Malik Zidi, Garlan Erlos et Hélène Vincent
François Ozon est sans doute aujourd’hui le réalisateur français le plus prolifique, au rythme métronomique d’un film par an et en alternant systématiquement les genres, comme pour éviter de lasser ses fidèles et continuer à faire ses gammes sur des registres divers. Après deux adaptations théâtrales radicalement antagonistes, le sombre Peter Von Kant (2022) inspiré par Rainer Werner Fassbinder et la comédie policière Mon crime (2023) tirée d’une pièce des Années Folles, il renoue dans son nouvel opus avec la veine de Sous le sable (2024) en s’interrogeant notamment sur les infortunes de l’âge et le fameux fossé des générations.
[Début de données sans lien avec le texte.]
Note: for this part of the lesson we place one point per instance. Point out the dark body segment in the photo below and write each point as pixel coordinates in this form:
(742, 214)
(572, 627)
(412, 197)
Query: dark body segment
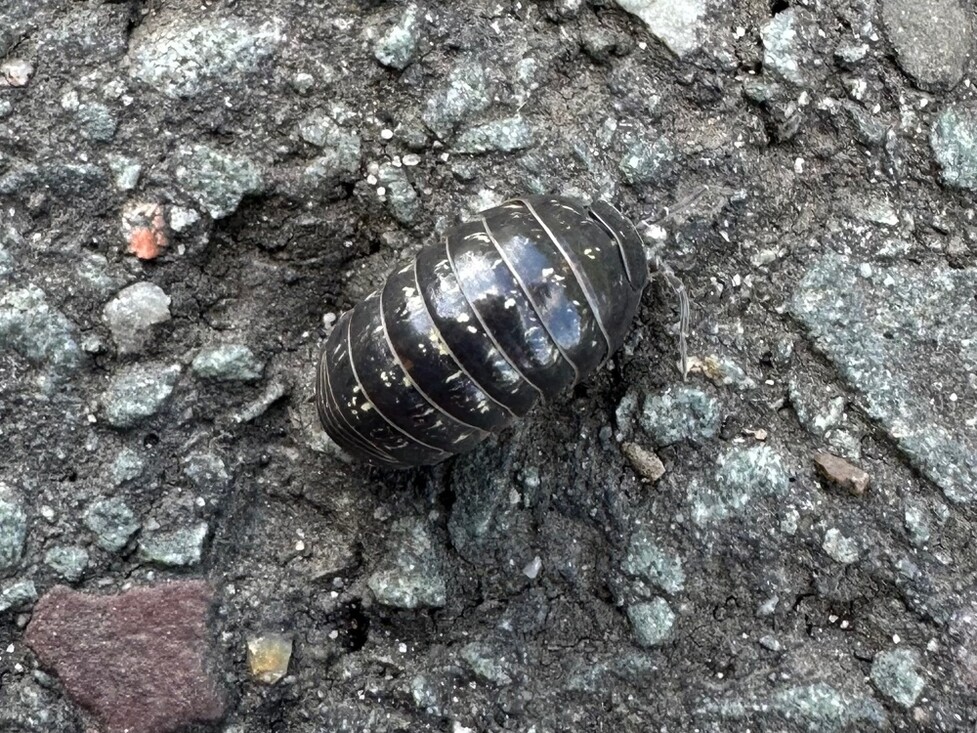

Une vieille dame un rien fantasque se réjouit d’accueillir son petit-fils pour les vacances, mais souffre du mépris et de l’indifférence que lui manifeste sa fille établie à Paris (Ludivine Sagnier) en la sollicitant sous le moindre prétexte. Avec en filigrane un secret qu’elle partage avec sa meilleure amie dont le fils (Pierre Lottin) a quant à lui échoué en prison sous le poids d’une fatalité sociale. Doublement primé au festival de San Sebastián, Quand vient l’automne est à la fois une réflexion sur le vieillissement et la pesanteur des préjugés. Avec pour cadre une province rurale où le temps semble avoir suspendu son vol et où les fantômes du passé ont peu de risque de se manifester.
Hélène Vincent et Josiane Balasko
À partir d’un point de départ qui aurait pu engendrer un mélodrame, Ozon esquisse deux magnifiques portraits de femmes littéralement habitées par des actrices qui réussissent encore à surprendre malgré leur expérience : Hélène Vincent et Josiane Balasko. Il saupoudre en outre son récit de quelques éléments qu’on associe volontiers aux contes de fées, notamment une forêt et des champignons, avec le cortège de fantasmes qu’ils impliquent. Résultat : un film gigogne qui cultive le mélange des genres, mais plutôt que de suivre un itinéraire rectiligne nous entraîne sur le registre du polar, de l’étude de mœurs, du drame psychologique et même du fantastique. Car pour Ozon, le cinéma est aussi l’art de la déroute et qu’il n’entend surtout pas se laisser enfermer dans un registre plutôt qu’un autre, tant il se défie du confort et se méfie du conformisme. Quand vient l’automne est une œuvre en trompe-l’œil qui s’appuie sur les conventions du cinéma de genre afin de mieux les transgresser, en traitant de thèmes universels et en les orchestrant avec une science consommée de la mise en scène qui donne envie de voir le cinéaste exercer son talent sur un registre plus personnel. Le temps semble venu pour lui d’élever le niveau de ses ambitions. Quitte à sortir de sa zone de confort pour se mettre vraiment en danger. Sans sacrifier pour autant le rapport unique qu’il est parvenu à établir et à maintenir avec un public désormais prêt à le suivre dans toutes ses audaces. Et il n’en manque certainement pas.